I think it’s fine not to enjoy militant writing styles if that’s your personal preference or others here. That is a perfectly valid subject for debate. I don’t know how I would feel about the subversive style of the cookbook just based on your short description and so I can’t really comment on that. My question with the blog is that you called the author an “”asshole”” following by a suggestion that others probably punched him in the face once a week. Isn’t it better to argue against writing and words and ideas rather than attack a person? Your blog sets the tone for the subsequent conversation. I applaud Dabney’s mission for respect, but it needs to be encompassing to all here. My wish is that ideas would be debated but negative references to other people end.
Incredibly well said, Blackjack. No one could have said it better than you just did.
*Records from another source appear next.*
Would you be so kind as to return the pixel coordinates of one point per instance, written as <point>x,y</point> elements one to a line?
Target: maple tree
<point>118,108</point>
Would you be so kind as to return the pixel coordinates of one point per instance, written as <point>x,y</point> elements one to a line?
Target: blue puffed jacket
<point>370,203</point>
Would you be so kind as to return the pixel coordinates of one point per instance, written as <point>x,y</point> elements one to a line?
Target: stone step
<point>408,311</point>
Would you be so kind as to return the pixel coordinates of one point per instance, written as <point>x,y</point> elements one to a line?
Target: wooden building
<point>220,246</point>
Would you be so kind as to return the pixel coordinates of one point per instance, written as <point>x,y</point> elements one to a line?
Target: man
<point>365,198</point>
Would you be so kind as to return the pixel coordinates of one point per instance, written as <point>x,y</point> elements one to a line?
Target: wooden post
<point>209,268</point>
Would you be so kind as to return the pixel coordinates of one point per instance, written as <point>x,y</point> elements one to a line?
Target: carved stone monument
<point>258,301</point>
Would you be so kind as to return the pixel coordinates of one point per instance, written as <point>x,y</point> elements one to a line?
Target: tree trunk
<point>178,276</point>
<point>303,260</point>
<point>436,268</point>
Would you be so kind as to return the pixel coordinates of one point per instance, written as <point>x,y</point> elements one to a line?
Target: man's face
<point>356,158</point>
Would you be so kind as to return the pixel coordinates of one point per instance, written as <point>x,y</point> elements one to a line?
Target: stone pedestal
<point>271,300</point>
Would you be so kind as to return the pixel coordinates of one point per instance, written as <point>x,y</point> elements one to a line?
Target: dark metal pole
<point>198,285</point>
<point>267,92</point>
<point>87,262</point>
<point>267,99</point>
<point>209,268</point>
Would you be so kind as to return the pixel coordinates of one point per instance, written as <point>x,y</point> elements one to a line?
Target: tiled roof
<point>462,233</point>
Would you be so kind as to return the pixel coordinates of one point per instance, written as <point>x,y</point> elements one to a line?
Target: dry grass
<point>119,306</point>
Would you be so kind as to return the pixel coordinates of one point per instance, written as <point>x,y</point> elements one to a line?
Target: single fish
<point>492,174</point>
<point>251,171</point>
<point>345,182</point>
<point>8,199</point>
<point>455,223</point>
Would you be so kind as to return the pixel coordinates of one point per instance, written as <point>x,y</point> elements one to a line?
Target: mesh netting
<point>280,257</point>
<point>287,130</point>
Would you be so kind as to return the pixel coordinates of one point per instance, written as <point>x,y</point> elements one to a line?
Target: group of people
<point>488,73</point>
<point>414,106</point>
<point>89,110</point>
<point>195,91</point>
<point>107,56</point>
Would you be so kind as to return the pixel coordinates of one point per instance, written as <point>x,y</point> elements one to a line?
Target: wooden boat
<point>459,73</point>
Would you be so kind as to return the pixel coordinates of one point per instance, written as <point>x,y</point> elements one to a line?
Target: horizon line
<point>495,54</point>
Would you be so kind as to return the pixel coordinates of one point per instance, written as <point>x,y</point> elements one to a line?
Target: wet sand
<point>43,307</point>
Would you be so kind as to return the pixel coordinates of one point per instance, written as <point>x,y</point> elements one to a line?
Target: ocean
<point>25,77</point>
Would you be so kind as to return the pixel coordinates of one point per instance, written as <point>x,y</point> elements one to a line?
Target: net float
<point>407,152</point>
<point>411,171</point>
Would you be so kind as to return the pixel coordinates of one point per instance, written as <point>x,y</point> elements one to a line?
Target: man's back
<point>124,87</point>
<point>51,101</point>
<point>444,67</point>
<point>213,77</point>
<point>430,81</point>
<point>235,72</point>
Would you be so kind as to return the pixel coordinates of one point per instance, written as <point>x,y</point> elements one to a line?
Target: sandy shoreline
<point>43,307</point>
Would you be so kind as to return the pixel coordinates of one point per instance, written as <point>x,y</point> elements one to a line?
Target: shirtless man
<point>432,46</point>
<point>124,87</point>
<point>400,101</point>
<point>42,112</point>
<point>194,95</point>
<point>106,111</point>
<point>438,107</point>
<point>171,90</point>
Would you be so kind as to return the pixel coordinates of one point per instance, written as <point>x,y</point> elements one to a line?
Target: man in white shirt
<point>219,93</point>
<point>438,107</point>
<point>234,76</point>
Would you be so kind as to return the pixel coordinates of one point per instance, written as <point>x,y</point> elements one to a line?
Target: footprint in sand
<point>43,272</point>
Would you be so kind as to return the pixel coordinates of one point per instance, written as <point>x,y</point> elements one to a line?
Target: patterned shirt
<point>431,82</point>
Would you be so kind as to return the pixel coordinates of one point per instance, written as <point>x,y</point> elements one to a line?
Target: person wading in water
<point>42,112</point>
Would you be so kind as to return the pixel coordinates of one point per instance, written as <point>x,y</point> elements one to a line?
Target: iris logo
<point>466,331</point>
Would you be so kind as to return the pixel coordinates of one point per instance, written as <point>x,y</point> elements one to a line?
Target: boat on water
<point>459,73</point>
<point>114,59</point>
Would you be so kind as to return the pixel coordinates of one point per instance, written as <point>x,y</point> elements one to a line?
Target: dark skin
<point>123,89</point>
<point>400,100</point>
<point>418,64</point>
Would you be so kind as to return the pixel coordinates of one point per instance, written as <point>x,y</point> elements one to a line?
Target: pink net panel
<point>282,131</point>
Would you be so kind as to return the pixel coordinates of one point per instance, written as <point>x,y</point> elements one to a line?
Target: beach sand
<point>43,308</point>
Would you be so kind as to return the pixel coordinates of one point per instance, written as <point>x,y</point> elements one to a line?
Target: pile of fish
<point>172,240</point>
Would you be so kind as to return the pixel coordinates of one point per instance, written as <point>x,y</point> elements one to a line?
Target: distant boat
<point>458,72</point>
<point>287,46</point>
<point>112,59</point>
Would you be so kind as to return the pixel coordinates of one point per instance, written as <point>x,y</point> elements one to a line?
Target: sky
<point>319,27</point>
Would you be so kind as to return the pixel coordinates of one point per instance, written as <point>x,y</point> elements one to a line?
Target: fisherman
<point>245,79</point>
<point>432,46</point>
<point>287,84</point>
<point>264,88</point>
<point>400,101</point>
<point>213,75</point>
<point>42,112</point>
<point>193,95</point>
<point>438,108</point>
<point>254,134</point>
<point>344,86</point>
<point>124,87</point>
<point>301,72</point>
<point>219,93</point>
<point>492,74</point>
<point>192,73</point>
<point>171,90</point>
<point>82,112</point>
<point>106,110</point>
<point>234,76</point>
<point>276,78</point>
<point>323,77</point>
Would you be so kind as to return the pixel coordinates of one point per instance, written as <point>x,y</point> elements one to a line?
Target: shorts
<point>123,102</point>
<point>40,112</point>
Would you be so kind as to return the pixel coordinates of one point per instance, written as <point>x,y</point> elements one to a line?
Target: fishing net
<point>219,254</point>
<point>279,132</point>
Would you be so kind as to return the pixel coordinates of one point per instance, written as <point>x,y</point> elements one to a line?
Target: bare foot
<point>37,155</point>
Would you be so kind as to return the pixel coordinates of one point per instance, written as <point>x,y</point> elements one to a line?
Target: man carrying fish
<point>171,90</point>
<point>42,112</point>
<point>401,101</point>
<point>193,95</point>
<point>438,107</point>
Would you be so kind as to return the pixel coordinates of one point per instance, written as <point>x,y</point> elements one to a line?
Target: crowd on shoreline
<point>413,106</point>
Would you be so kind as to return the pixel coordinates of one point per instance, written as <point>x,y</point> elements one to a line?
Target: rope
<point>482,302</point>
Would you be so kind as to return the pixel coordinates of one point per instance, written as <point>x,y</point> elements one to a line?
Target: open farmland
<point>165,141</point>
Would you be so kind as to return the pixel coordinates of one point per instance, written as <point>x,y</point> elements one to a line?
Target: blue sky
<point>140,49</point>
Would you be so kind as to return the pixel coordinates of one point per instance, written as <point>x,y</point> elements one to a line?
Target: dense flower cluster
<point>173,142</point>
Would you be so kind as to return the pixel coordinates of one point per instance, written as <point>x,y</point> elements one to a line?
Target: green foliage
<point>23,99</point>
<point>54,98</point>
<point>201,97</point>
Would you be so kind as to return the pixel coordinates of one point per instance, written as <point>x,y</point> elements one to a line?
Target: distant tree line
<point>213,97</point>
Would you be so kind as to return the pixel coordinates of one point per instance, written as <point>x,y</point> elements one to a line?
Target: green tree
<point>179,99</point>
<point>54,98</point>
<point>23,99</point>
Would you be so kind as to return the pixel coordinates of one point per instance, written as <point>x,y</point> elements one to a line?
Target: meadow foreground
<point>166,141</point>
“”…the subversive seventies vegetarians probably had to deal with a lot more harassment than I ever did, which may well account for their militance.””
No, what was happening in the 70s had more to do with the war and pervasive war language everywhere, counterculture groups and general upheaval residuals from the 1960s. And, oh lordy, Nixon’s spying, stonewalling and resignation. I haven’t seen that book, as I said, but “”subversive”” was the kind of word one heard back then on a regular basis–among many others– and my take on the title sounds like the language that one heard all of the time back then, reflecting the time’s mood and atmosphere.
So whether there are more vegans or vegetarians now than then isn’t the issue. The issue is that book came from the 1970s. As you said. As for was it worse back then? No, not in my opinion. People back then were saying “”you sure you don’t want some of this delicious steak”” just as they are now, as you also pointed out. The only difference both back then and now is if someone thinks they are being “”cute”” or “”original”” vs. someone being more antagonistic.
Huzzah for the Captain’s Lady, and not cooking with suet (which is great for birds, but sounds revolting for humans), and used book stores. My youngest and I do frequent our local Half Price Books, where I have bought more out of print needlepoint books than I will ever be able to use in this lifetime, and where she finds old comics.